Effect of alirocumab and evolocumab on all-cause mortality and major cardiovascular events: A meta-analysis focusing on the number needed to treat

Hong-Fei Wang  1   2 Yu-Cheng Mao  1   2 Xin-Yi Xu  3   4 Si-Yu Zhao  1   2 Dan-Dan Han  1   2 Shi-Yao Ge  1   2 Kai Song  1   2 Chang Geng  1   2 Qing-Bao Tian  1   2
Affiliations

Effect of alirocumab and evolocumab on all-cause mortality and major cardiovascular events: A meta-analysis focusing on the number needed to treat

Hong-Fei Wang et al. Front Cardiovasc Med. .

Abstract

Aims: The efficacy of anti-proprotein convertase subtilisin/Kexin type 9 (PCSK9) monoclonal antibodies in patients with atherosclerotic cardiovascular disease (ASCVD) remains unclear. Therefore, this study aims to assess the effect of PCSK9 inhibitors (alirocumab and evolocumab) on ASCVD patients considering the number needed to treat (NNT).

Methods: We reviewed randomized controlled trials (RCTs) which compared the effects of alirocumab or evolocumab and placebo or standards of care. All articles were published in English up to May 2022. Using random effect models, we estimated risk ratios (RRs), NNT, and 95% confidence intervals (CI).
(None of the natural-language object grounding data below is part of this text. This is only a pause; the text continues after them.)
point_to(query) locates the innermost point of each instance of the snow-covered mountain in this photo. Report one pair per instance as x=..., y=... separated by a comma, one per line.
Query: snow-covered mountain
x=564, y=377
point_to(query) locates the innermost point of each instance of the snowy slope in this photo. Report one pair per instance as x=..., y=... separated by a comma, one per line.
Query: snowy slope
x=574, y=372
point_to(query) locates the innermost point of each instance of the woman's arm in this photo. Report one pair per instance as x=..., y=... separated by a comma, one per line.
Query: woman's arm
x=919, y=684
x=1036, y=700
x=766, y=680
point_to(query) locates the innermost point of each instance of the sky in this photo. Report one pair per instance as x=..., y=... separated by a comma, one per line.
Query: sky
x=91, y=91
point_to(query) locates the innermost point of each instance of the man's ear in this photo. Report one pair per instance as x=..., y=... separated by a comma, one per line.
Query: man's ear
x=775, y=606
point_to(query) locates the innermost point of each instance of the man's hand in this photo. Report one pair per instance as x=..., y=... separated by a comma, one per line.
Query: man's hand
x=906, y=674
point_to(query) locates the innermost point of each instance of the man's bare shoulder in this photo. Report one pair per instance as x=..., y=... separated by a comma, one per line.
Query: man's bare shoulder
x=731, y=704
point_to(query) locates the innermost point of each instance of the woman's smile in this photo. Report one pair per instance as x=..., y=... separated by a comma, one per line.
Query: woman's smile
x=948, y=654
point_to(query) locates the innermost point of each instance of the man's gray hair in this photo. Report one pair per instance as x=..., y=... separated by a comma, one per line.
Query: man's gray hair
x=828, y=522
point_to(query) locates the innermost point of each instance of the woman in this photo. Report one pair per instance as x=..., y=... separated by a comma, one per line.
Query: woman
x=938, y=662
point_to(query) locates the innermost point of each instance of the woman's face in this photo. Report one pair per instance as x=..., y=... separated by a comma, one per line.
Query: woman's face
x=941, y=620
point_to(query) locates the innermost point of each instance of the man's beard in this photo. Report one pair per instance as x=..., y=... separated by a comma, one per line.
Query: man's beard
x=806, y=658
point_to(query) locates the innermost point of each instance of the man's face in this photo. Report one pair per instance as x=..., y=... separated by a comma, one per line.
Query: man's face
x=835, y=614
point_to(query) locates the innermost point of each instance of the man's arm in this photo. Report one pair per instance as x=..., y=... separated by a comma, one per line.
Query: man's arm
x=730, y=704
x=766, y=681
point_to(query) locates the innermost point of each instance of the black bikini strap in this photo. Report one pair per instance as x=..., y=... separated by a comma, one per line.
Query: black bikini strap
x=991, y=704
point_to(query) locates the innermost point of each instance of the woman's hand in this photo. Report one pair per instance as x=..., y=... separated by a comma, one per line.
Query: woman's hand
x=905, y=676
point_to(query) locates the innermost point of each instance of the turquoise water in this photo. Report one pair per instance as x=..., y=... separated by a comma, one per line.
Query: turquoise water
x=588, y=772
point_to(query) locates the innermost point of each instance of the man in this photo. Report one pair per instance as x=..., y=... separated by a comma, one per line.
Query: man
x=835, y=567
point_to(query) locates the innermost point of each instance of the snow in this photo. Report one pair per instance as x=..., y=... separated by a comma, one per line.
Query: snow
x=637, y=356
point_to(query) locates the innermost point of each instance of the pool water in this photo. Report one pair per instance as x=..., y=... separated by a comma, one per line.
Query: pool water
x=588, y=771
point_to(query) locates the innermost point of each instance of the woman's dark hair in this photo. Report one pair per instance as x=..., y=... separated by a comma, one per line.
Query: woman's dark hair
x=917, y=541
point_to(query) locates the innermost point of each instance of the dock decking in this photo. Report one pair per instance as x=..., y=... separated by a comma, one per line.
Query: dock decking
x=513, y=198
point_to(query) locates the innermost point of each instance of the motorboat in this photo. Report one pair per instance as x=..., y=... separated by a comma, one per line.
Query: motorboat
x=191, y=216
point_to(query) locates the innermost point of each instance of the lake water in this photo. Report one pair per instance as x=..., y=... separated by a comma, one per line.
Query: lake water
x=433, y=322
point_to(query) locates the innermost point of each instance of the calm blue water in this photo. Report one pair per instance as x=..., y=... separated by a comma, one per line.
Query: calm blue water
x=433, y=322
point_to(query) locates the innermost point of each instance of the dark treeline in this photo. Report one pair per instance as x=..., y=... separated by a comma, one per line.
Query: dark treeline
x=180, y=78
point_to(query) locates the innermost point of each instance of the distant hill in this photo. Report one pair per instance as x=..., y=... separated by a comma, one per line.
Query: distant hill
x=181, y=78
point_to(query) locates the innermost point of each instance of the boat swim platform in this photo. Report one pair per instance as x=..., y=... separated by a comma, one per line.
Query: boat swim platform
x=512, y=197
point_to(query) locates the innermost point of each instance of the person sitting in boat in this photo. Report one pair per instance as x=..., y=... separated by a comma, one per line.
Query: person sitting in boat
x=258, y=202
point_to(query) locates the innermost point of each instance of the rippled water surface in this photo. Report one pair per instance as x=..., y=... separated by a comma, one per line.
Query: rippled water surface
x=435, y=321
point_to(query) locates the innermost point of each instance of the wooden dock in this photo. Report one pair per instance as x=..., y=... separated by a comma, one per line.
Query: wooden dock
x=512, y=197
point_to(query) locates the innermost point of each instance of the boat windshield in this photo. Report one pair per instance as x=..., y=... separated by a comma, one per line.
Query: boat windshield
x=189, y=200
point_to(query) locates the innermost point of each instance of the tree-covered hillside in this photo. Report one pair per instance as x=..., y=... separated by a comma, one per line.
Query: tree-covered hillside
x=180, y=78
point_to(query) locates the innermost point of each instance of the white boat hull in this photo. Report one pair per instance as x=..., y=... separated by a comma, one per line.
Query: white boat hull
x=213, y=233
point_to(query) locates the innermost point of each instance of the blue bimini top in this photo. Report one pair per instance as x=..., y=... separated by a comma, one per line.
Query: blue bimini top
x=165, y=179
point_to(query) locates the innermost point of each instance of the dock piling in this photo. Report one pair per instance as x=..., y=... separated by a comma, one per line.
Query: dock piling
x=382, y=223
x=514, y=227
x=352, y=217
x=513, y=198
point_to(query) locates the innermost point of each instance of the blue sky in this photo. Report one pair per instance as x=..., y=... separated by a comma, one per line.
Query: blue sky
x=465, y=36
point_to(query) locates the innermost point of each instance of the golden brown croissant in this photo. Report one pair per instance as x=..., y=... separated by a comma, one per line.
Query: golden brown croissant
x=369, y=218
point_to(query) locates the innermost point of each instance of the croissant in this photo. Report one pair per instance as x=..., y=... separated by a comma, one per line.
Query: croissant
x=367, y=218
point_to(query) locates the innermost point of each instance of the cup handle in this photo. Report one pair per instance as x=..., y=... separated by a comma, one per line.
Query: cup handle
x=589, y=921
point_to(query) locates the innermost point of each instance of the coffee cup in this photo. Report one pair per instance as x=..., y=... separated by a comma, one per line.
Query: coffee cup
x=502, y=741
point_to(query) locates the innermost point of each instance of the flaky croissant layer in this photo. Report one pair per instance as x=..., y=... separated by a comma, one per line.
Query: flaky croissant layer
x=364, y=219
Results: We incorporated 12 RCTs with 53 486 patients total, of which 27 674 received PCSK9 inhibitors and 25 812 received placebos. The mean follow-up duration was 1.56 years. The effect of PCSK9 inhibitors on major adverse cardiovascular events (MACE) was statistically significant, and the corresponding mean NNT was 36. Alirocumab reduced the risk of MACE, stroke, and coronary revascularization; the corresponding mean NNT were 37, 319, and 107, respectively. Evolocumab positively affected MACE, myocardial infarction, stroke, and coronary revascularization; the corresponding mean NNT were 32, 78, 267, and 65, respectively. The effects of alirocumab or evolocumab on all-cause mortality and cardiovascular mortality were not statistically significant.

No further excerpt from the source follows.